20 years since Campbell, Donaldson killings shocked Nevada County
— July 23, 1994: Crissy Campbell and Dawn Donaldson reportedly last seen alive at Sam Strange’s Retrac Way home.
— Aug. 2: Girls’ bodies discovered on South Ponderosa Way.
— Aug. 4-9: Nevada County sheriff’s detectives question Strange at the Sheriff’s Department and press him for details. Strange repeatedly tells them the two left his home alive to hitchhike to Grass Valley.
— Sept. 20: Search warrant served at the Strange residence. Investigators recover an ax from a nearby pond and collect traces of human blood.
— Sept. 28: Sam Strange arrested.
— Feb. 28-March 7, 1995: Strange appears at a preliminary hearing; Judge Al Dover decides prosecution evidence is strong enough to hold a trial for Strange in Superior Court.
— March 18, 1995: Ferguson announces he will not seek the death penalty if Strange is convicted.
— Dec. 5, 1995-Jan. 31, 1996: Homicide trial of Strange. In opening statements, Strange’s defense attorney tells jurors he can prove Allen Pettus and Dameon Graham murdered the girls.
— Feb. 7, 1996: Jurors convict Strange on one first-degree murder count and on one second-degree murder count.
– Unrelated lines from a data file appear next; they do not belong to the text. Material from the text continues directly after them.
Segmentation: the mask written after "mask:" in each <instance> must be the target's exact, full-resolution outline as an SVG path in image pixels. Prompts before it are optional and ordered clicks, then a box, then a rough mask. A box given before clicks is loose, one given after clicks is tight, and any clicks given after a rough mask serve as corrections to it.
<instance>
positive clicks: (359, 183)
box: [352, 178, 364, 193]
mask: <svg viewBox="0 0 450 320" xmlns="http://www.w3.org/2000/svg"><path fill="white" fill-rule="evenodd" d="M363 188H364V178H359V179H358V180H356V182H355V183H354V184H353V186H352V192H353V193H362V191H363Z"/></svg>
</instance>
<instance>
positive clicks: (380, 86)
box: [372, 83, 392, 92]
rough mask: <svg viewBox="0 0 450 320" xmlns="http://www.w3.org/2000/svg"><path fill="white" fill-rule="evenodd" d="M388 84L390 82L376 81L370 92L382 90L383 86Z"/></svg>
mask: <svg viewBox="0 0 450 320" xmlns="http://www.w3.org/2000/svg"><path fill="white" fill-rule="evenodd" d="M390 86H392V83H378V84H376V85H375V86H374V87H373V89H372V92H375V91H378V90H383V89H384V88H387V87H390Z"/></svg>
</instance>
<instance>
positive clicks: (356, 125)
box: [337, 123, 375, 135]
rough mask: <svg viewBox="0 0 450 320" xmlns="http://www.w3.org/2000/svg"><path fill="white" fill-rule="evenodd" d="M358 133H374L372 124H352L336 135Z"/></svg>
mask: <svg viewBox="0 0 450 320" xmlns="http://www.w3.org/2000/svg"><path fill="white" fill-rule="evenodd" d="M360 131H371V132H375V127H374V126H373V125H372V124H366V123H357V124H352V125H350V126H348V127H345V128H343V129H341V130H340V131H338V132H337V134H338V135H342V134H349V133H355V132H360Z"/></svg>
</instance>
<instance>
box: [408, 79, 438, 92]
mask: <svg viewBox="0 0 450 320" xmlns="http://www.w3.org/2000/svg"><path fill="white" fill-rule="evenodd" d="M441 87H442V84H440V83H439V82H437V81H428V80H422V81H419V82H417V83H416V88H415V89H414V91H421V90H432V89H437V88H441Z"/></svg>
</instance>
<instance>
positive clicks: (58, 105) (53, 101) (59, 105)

— June 20, 1996: Strange testifies in a hearing on his motion for a new trial, claiming he witnessed Graham and Pettus kill the girls, but lied to detectives because the two threatened to kill him and his family.
— July 24, 1996: Judge John Darlington rejects the motion for a new trial, citing case law and inconsistencies in Strange’s account. However, Darlington reduces the first-degree count to second-degree murder, eliminating a sentence of life without parole.
— Sept. 20, 1996: Strange sentenced to two 15-years-to-life prison terms to be served consecutively.
— April 1997: Nevada County Citizens for Recall campaign to replace Superior Court judges Ersel Edwards and John Darlington, District Attorney Michael Ferguson and Sheriff Troy Arbaugh, in part due to Strange’s conviction.
— 1998-2003: Conviction wends its way through appeal process at state and federal levels. In 2002, a federal district court judge found that Strange should have been allowed to testify. But in 2003, a different judge ruled that his testimony would not have been sufficient to undermine confidence in the conviction.
— June 14, 2001: Sam Strange’s mother, Kathy Strange Morales, dies of cancer.
— Aug. 27, 2013: Parole hearing held; parole denied.